Not surprisingly, the inability to communicate about pay is an indicator of deeper problems between individuals and their managers—who have a huge impact on our overall experience in the workplace.
More than just taskmasters concerned with execution and efficiency, great managers empower employees to do more, without relying on the outdated methods of reward and punishment.
One leading thinker in this area is Kathy Kram, now Professor Emeritus of Organizational Behavior at Questrom School of Business. In 1985, she proposed the concept of “developmental relationships” as a model for supportive management. Instead of lecturing or simply handing down instructions, Kram encouraged leaders to embrace a two-way exchange based on expertise, equality and empathy. Her research showed these kinds of relationships could last almost 30 years.
Lacking this kind of mutually beneficial relationship, employees begin to disengage quickly. Nine months before quitting, employees report a steady decline in management support.
While peer relationships are a crucial part of a positive and engaging work experience, when compared to management support, they don’t seem to have as much of an impact on an employee’s likelihood of quitting. And neither does organisational fit or strategy—essentially a company’s culture and mission, respectively.

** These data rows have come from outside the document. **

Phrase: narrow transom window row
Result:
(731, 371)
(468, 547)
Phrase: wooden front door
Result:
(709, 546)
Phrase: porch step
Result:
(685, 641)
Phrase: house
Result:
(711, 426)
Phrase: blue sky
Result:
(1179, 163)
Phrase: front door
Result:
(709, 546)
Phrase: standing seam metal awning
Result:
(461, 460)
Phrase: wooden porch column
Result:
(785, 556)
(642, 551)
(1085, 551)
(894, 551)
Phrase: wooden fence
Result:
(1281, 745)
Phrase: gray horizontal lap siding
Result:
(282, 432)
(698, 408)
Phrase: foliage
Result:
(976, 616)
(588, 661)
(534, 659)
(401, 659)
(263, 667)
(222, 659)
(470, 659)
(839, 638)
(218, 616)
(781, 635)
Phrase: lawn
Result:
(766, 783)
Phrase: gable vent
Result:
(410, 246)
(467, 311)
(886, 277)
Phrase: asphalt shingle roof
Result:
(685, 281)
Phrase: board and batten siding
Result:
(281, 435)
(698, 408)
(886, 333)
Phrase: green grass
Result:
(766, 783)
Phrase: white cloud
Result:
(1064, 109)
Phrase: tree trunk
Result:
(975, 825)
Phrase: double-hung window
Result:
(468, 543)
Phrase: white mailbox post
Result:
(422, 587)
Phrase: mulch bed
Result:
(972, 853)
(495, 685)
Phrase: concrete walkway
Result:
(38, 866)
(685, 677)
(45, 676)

We all want to do work that helps us grow as people and professionals. But just how powerful is this thirst for ongoing development?
A great body of research suggests that the desire to overcome challenges in the quest to become our “best selves” is an integral part of human nature. From mythologist Joseph Campbell’s Hero’s Journey to psychologist Abraham Maslow’s Hierarchy of Needs, time and again we see that deep in the psyche of mankind is a need to travel the upward path.
Since our jobs form a large part of our identity in the modern age, it’s especially important that our organisation is able to support us on this path. When we feel our role is helping us develop into our best self, it can have an incredibly powerful impact on employee engagement.
Lacking those opportunities, an employee starts to disengage. The data shows that nine months before quitting, employees begin to show a decline when asked questions related to their ongoing development—in effect, all aspects of growth are stalled.
Back in 1990, Kahn’s landmark paper, “Psychological Conditions of Personal Engagement and Disengagement at Work,” broke new ground, introducing the powerful concept of employee engagement to the world of work. Like the majority of research conducted at the time, Kahn’s paper was based on qualitative data drawn from relatively small sample size—in this case, the workforces of a summer camp and architecture firm.
This report is one attempt at building on the wealth of psychological research that preceded it. Advances in technology and analytics have enabled us to bring together millions of data points from multiple countries, industries, and workplaces to better understand and quantify employee engagement and its impact on our working lives.